貴方の威力
『ありがとうな! おれ、がんばるぞ! だからお前もがんばれ!!』
薄暗い店の中で、携帯の画面が煌々と光っていた。
簡素な一文メール。
ハンコックは、そのメールに未だ返事をしきれていなかった。
ただ、見つめるばかり。
「――そんなにひどい内容だったのか?」
隣でウィスキーの氷を鳴らしながら、ミホークが尋ねる。
二人はスーツのまま、バーのカウンターに座っていた。
「そんなわけないじゃろう」
ハンコックは、携帯を置きグラスを取る。
一口、二口、ワインを飲み、また携帯を開いた。
「ルフィは優しい……」
黒い文字だけのメールだったが、それでもハンコックの胸は締め付けられた。
「でも、鈍いんだろう? 少しもお前の想いに気づかないと」
「ああ、そうじゃ。気づいてくれはしなかった。こちらは懸命だったのに、な。あっさりと、普通に返されてしもうた」
「それはもう聞いた」
ミホークの気を遣おうともしないそっけない言い方が、今は心地いい。
「だから、わらわも、何もなかったように返したんじゃ。これまで通りに……」
「……阿呆だな」
「うるさい。何回目じゃ」
「18回目だな」
「黙れ」
「阿呆」
カラリと彼の手の中にあるウィスキーが鳴る。
その音にすら馬鹿にされたようで、ハンコックはミホークから顔を背けた。
「……わかっておる」
ぐいっ、と一口でワインを飲み干す。
「私が阿呆だというのはわかっておるのじゃ」
タンッ!と音を立て、カウンターに叩きつけるようにグラスを置いた。
きっ、とミホークを睨みつける。
「――わらわは、がんばろうと、思う」
噛み締めるように、言った。
「せめて、ルフィがわらわに魅力があると気づいてもらえる位な女になりたい」
「……単に、それに気づかないくらい向こうが未熟なだけかもしれないが」
「例えそうだとしても……わらわの気持ちがルフィに響かなかったのは確かじゃ。
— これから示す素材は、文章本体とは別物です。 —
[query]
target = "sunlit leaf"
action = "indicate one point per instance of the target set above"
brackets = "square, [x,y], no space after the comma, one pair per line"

少しでも……恋愛という面じゃなくても、わらわという人間が、あの人に響くように、なりたいのじゃ」
カウンターの向こうで、バーテンダーがカクテルを振っていた。
その音が、ハンコックの気持ちをゆっくりと落ち着かせる。
「――お前の好きにしたらいい」
ミホークのグラスがカウンターに置かれた。
「例えあいつに届かなかったとしても、その想いを知ってる人間はちゃんといる」
「はは……お前か?」
「そうだ。それに、ブルーノもいるだろう」
バーテンダーがこちらを見た。
無表情だが、彼の目も暖かい。
「ふふっ……ありがとう」
ハンコックのピアスが、酒場の明かりで揺れた。